Ich vermute du packst dein Problem falsch an. 
Die Datenbank ist (primär) nur für die Datenhaltung zuständig, nicht für die Interpretation der Daten. 
Die Zuweisung vom richtigen Revier zu einem Fall ist ein logisches Problem, welches bereits _vor_ dem Schreiben in die Datenbank gelöst werden sollte.
Gegebenenfalls kann man so etwas auch _beim_ Schreiben lösen, aber dann hat man eher eine Datenbankspezifische Lösung mittels Triggern, PL/SQL o.Ä.
Ich will nicht partout sagen, dass so etwas mit SQL nicht möglich ist, aber für mich versuchst du wie gesagt das Problem zum falschen Zeitpunkt und an der falschen Stelle zu lösen.

Wie auch immer, dass was einem `IF` in SQL am ähnlichsten ist, ist das `CASE` statement ... aber den Weg würde ich an deiner Stelle gar nicht erst einschlagen.


----------



## Casio (31. Mai 2016)

und wie sollte ich, das vor dem Schreiben der Datenbank lösen?


----------



## Thallius (31. Mai 2016)

Mir ist nicht ganz klar was genau du Abfragen willst. Willst du wissen welche Fälle Für Revier 3030 überbleiben weil sie durch 2020 und 1010 nicht abgedeckt sind? Aber dann muss es ja bestimmte Parameter geben nach denen du abfragst. Wenn du nur nach Hansi abfragst, kannst du ja gar nicht wissen ob der Ort und oder das Delikt nicht auf ein weiteres Revier zutreffe?

Oder gibt es die Konstellation, dass es für ein Delikt keinen Bezirk gibt, oder für eine Ort? Für mich ist das ganze einfach noch zu unklar als das man da helfen könnte.
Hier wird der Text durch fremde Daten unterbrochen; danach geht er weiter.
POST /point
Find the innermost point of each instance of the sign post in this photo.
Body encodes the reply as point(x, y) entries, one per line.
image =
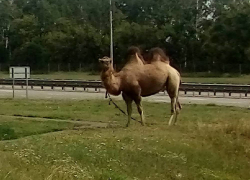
point(13, 85)
point(20, 73)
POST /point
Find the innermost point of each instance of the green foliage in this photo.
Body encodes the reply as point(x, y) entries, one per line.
point(72, 31)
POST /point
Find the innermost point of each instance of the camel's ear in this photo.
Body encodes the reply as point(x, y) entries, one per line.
point(156, 57)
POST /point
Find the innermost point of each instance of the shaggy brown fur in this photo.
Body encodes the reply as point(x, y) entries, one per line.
point(138, 79)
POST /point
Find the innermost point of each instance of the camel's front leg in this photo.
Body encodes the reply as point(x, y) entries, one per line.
point(129, 107)
point(129, 110)
point(173, 110)
point(140, 110)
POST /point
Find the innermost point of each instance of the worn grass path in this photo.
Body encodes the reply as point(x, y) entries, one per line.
point(210, 142)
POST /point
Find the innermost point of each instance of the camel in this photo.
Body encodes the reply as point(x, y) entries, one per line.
point(138, 79)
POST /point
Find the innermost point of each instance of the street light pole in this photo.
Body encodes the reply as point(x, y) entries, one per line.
point(111, 33)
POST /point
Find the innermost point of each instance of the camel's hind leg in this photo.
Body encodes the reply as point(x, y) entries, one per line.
point(173, 92)
point(128, 101)
point(178, 108)
point(173, 111)
point(140, 110)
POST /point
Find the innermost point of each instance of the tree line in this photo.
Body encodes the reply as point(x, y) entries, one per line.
point(193, 32)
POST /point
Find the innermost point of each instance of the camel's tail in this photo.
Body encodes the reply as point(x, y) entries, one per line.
point(178, 102)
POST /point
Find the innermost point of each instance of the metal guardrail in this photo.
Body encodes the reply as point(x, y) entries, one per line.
point(186, 87)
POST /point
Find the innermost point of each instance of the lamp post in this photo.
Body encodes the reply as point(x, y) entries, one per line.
point(111, 33)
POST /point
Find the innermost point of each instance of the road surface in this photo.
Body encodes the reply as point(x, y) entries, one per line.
point(161, 97)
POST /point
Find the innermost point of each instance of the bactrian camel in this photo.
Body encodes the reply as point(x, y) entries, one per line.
point(139, 79)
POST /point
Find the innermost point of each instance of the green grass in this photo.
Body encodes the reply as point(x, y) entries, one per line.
point(186, 77)
point(210, 142)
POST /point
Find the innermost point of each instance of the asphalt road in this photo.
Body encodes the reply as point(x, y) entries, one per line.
point(161, 97)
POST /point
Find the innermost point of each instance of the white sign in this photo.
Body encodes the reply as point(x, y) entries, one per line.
point(19, 72)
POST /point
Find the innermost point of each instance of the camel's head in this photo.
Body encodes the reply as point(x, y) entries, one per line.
point(106, 62)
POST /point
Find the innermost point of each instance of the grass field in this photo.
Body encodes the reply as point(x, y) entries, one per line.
point(210, 142)
point(199, 77)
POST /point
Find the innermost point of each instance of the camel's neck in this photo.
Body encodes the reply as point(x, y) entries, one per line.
point(111, 81)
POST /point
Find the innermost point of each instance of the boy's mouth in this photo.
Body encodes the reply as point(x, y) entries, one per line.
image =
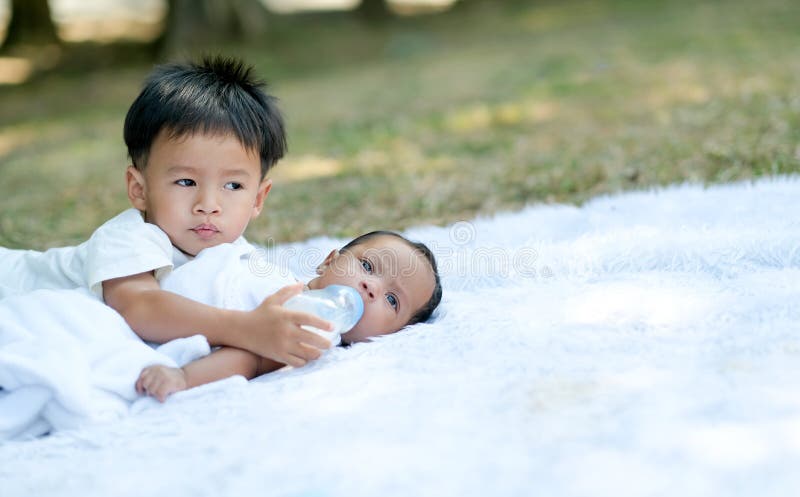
point(205, 231)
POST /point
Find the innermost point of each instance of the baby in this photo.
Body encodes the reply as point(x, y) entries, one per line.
point(397, 279)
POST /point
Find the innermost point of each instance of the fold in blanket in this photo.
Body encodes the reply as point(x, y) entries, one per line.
point(67, 359)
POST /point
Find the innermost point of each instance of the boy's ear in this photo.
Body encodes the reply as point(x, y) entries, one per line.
point(137, 193)
point(263, 191)
point(327, 262)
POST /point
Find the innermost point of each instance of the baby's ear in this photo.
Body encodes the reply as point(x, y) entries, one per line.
point(327, 262)
point(136, 188)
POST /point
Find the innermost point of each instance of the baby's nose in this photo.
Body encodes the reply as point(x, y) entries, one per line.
point(368, 289)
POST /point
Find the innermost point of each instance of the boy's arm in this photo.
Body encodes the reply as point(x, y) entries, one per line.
point(270, 330)
point(161, 381)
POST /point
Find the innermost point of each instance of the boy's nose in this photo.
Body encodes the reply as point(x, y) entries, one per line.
point(206, 203)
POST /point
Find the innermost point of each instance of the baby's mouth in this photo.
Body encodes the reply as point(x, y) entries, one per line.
point(205, 231)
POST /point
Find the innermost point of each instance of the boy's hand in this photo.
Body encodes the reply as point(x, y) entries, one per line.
point(160, 381)
point(275, 332)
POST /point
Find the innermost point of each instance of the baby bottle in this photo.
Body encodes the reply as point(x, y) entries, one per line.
point(339, 304)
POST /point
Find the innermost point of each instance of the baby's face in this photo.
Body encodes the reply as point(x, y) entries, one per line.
point(202, 190)
point(394, 280)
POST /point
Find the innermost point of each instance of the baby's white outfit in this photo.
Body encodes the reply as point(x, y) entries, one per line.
point(123, 246)
point(67, 359)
Ich denke auch wie stg, dass du im ganzen Konzept einen Fehler hast, aber da wir das Konzept nicht verstehen ist es schweirig.

Gruß

Claus


----------



## Casio (31. Mai 2016)

Diese Unklarheiten kann ich gerne ausräumen, ich will eine Stufenweise "Einteilung" der Reviere vornehmen, sprich auf gut Deutsch, falls die erste Abfrage passt, also wenn Ort,Delikt und Täter passen, dann soll NUR Revier 1010 den Fall bekommen, wenn nicht soll geprüft werden ob Revier 2020 den Fall übernimmt, dies ist nur dann der Fall wenn es wenigstens beim Täter und beim Delikt um die Parameter da oben geht, falls dies auch nicht zutrifft soll geprüft werden ob Revier 3030 den Fall übernimmt und das tut es eben nur wenn Hansi123 der Täter war, sprich der Ort kann von mir aus Brasilien sein und das Delikt irgendwie Banküberfall oder sowas..... und wenn das ebenfalls nicht zutrifft weil der Täter eben Lisa321 heißt, würd ich quasi einen Error zurückgeben also nicht mehr die letzte Spalte ausspucken in der immer meine Reviere stehen sondern einfach irgendwie eine Fehlermeldung....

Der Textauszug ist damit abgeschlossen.